(a) Subject to subdivision (e), Medi-Cal managed care plans serving newly eligible beneficiaries, as defined in subdivision (s) of Section 17612.2, shall pay county public hospital health systems, as defined in subdivision (f) of Section 17612.2, for services provided to newly eligible beneficiaries in amounts that are no less than the cost of providing those services, including the cost of network and out-of-network services that are charged to or paid for by county public hospital health systems. For purposes of this requirement, the cost of providing services shall mean the amounts, including the federal and nonfederal share of all allowable costs, determined in a manner consistent with the cost claiming protocols developed for the federal Medicaid demonstration project authorized under Section 1115 of the Social Security Act entitled the “Bridge to Health Care Reform” (waiver number 11-W-00193/9), including protocols pending federal approval, and under Section 14166.8.
(b) Consistent with federal law, the capitation rates paid to Medi-Cal managed care plans for newly eligible beneficiaries shall be determined to reflect the obligations imposed by subdivision (a).
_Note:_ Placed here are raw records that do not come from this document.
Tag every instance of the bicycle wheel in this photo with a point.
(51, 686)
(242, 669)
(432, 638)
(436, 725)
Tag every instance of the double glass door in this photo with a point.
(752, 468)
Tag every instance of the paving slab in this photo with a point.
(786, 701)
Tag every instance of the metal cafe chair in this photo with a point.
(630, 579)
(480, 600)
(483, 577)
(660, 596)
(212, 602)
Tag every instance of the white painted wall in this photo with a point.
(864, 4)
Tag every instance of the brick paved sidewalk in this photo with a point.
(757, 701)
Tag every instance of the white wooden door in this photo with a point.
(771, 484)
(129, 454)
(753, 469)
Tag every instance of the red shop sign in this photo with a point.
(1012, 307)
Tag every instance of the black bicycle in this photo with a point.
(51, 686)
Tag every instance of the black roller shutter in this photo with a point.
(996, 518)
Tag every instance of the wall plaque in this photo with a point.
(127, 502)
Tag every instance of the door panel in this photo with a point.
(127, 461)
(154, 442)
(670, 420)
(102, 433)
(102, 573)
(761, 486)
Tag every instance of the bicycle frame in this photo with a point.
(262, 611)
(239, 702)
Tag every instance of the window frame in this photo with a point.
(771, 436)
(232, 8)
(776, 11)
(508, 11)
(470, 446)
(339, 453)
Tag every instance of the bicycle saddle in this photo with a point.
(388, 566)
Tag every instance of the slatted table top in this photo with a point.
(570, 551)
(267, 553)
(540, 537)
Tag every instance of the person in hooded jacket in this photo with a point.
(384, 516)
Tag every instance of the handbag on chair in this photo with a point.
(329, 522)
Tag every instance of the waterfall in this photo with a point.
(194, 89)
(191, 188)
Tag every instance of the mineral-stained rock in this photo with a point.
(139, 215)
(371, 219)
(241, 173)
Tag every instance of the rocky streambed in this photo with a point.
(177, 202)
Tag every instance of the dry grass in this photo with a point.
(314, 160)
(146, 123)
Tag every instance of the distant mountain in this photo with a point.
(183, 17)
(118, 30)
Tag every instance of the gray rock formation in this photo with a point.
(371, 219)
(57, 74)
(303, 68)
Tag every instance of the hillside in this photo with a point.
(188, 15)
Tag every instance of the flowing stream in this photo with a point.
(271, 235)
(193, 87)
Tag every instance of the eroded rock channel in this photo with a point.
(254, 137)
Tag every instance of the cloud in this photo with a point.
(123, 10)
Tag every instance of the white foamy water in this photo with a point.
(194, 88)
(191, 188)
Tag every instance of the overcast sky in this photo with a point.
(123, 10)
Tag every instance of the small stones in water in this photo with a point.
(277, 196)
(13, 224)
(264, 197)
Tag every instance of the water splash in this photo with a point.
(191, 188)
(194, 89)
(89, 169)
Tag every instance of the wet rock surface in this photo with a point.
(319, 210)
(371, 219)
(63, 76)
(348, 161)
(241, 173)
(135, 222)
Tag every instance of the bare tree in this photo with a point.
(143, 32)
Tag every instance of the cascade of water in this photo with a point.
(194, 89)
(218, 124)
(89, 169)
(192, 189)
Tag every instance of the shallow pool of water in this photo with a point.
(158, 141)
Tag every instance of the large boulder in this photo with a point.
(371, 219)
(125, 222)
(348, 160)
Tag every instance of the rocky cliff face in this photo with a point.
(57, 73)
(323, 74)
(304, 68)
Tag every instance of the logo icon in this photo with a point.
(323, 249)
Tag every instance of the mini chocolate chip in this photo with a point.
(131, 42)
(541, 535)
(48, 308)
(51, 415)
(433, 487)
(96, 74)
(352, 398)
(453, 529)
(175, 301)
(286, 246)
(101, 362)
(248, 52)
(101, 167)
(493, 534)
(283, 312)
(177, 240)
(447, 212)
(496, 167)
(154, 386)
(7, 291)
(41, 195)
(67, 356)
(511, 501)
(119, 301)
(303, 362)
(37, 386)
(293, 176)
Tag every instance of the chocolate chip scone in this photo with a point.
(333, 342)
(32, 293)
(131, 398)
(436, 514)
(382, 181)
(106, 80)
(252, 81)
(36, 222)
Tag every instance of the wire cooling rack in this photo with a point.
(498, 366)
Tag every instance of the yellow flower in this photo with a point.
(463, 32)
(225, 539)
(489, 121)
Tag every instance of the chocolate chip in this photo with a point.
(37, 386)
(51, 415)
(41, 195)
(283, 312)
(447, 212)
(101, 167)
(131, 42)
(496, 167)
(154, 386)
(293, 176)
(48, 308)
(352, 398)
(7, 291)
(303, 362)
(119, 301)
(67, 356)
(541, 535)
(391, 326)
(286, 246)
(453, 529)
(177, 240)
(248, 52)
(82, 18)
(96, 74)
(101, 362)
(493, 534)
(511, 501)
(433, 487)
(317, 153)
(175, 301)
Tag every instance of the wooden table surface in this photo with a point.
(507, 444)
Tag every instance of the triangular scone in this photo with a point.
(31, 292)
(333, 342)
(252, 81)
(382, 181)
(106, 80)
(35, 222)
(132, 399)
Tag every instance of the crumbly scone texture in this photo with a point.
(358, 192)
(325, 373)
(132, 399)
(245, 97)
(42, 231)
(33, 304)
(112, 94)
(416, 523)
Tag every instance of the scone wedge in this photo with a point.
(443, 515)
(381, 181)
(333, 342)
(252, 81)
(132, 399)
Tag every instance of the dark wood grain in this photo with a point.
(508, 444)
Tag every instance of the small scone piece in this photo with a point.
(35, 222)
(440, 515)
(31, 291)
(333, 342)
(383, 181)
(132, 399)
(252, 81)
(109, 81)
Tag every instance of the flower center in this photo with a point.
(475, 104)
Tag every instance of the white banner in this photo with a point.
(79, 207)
(c) (1) Prior to the execution of a change order or contract amendment between the department and a Medi-Cal managed care plan providing for coverage of newly eligible beneficiaries, the Medi-Cal managed care plan shall demonstrate and certify that it has contracts or other arrangements in place with county public hospital health systems that provide for payments for services meeting the requirements of subdivision (a).
(2) Each year, each Medi-Cal managed care plan shall provide to the department an accounting of the payments made to demonstrate compliance with subdivision (a). To the extent a Medi-Cal managed care plan is not compliant with any of the requirements of this section, the department shall reduce the default assignment into the Medi-Cal managed care plan with respect to all Medi-Cal beneficiaries by 25 percent, as long as the other Medi-Cal managed care plan or plans in the county have the capacity to receive the additional default membership.
(d) A Medi-Cal managed care plan shall not impose a fee or retention amount, or reduce other payments to a county public hospital health system, that would result in a direct or indirect reduction to the amounts required to be paid under subdivision (a).
(e) (1) If a nonfederal share is necessary with respect to the capitation rates described in subdivision (b), a county public hospital health system or affiliated governmental entity shall have the right to voluntarily provide intergovernmental transfers for the nonfederal share of expenditures for the capitation rates described in subdivision (b) with respect to the requirements in subdivision (a). Only if the county public hospital health system or affiliated governmental entity so chooses, the requirements in this section shall apply. Notwithstanding any other law, the state shall not assess the fee described in subdivision (d) of Section 14301.4, or any other similar fee. Nothing in this section shall be construed to require a county public hospital health system to provide the nonfederal share for expenditures for purposes other than those described in subdivision (a), or for expenditures that are otherwise for Medi-Cal managed care beneficiaries who do not receive services in the county public hospital health system.
(2) Within 12 months following the end of each fiscal year, a county public hospital system shall submit data to the department demonstrating the payments received from Medi-Cal managed care plans as required under subdivision (a). If the amount of the applicable intergovernmental transfer provided by a county public hospital system does not equal the nonfederal share of those payments, the county hospital system and the department shall adjust the amount of the intergovernmental transfer accordingly.
(Added by Stats. 2013, Ch. 24, Sec. 2. (AB 85) Effective June 27, 2013.)